L’attuale manager dei Reds sta vivendo il suo peggior momento. La Premier s’è trasformata in una questione monotematica, diventando un campionato soggiogato allo strapotere del Manchester City di Guardiola. Il Liverpool è piombato in una crisi senza precedenti, allontanandosi anche dal quarto posto che vale la qualificazione alla prossima Champions, anche se nella massima competizione europea ha già conquistato l’accesso ai quarti di finale. In questi casi è sempre troppo facile puntare il dito contro l’allenatore. Si parla di fine ciclo, ma si dimentica il grave infortunio che sta tenendo fuori causa Van Dijk. Leader della squadra, muro insuperabile e regista aggiunto. Una perdita che la proprietà americana non è stata in grado di colmare con un mercato fin troppo deficitario, che a gennaio ha portato in dono un difensore di seconda divisione (Ben Davies dal Preston) e un difensore di prospettiva (Kabak dallo Schalke). Il dato che impressiona maggiormente, però, è quello che si è consolidato nell’ultima giornata. Contro il Fulham è arrivata la sesta sconfitta di fila ad Anfield, storicamente una fortezza inespugnabile. Basti pensare che Klopp, nelle prime cento partite casalinghe disputate con i Reds, ne ha ciccate soltanto quattro.

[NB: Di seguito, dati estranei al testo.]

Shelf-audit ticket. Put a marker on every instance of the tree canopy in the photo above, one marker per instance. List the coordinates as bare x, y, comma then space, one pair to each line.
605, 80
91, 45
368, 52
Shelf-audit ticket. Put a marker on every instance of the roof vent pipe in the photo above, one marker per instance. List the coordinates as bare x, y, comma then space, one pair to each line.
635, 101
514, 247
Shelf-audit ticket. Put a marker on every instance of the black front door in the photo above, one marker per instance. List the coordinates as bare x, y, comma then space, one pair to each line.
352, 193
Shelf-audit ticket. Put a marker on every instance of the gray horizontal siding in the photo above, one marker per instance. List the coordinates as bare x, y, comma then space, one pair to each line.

Risultati che hanno attirato, com’era ampiamente prevedibile, pesanti critiche. Jamie Carragher, una delle leggende della società del Merseyside, ha parlato di “mentalità da nani” mentre l’ex attaccante Robbie Fowler è entrato a gamba tesa su Salah, al centro di un caso social che ha coinvolto l’agente dopo la contestata sostituzione nella gara (persa) contro il Chelsea. Il tweet più curioso è stato invece del presidente della Namibia, a quanto pare accanito sostenitore dei Reds: “Il Liverpool da un po’ di tempo cammina da solo. Purtroppo noi tifosi stiamo diventando orfani perché la nostra squadra sta morendo” ha scritto Hage Geingo, parafrasando l’inno di un club che verosimilmente sta pagando più di tanti altri l’assenza del pubblico, uno dei fattori chiave del suo successo. È normale che già ci si interroghi sul futuro di Klopp. Tutto passa dalla qualificazione alla prossima Champions League. Il fallimento dell’obiettivo, oltre al mancato incasso del premio finanziario, potrebbe stravolgere la campagna acquisti. Meno soldi, meno appeal e la Coppa più importante da guardare sul divano di casa.

Intanto lui si è tirato fuori dalla corsa alla panchina tedesca, che a fine Europeo sarà vacante. L’annuncio del ct Joachim Loew ha dato il via al toto-nomi. Bisognerà trovare un erede di peso, all’altezza del compito e di una nazionale che ha voglia di riscattarsi dopo il pesantissimo flop al Mondiale di Russia 2018. Oltre al profilo di Klopp, che la federazione sogna di avere per l’Europeo che disputerà in casa nel 2024, si starebbero valutando due alternative. Una porta a Hansi Flick, l’attuale allenatore del Bayern Monaco che di Loew è stato a lungo assistente. L’altra a Ralf Rangnick, in estate vicino al Milan prima del rinnovo di contratto di Pioli. Le storie, anche quelle più belle, prima o poi hanno una fine e lasciano spazio a nuovi capitoli. Di sport e di vita. Da mesi, in Inghilterra, si continua a vociferare del particolare debole della dirigenza del Liverpool nei confronti di Gerrard. Tutto dipenderà da come evolverà il finale di stagione, ma le strade sembrano condurre al rientro in grande stile dell’ex centrocampista. Stavolta in panchina. Perché tornare a casa dopo un lungo viaggio è uno stato di necessità.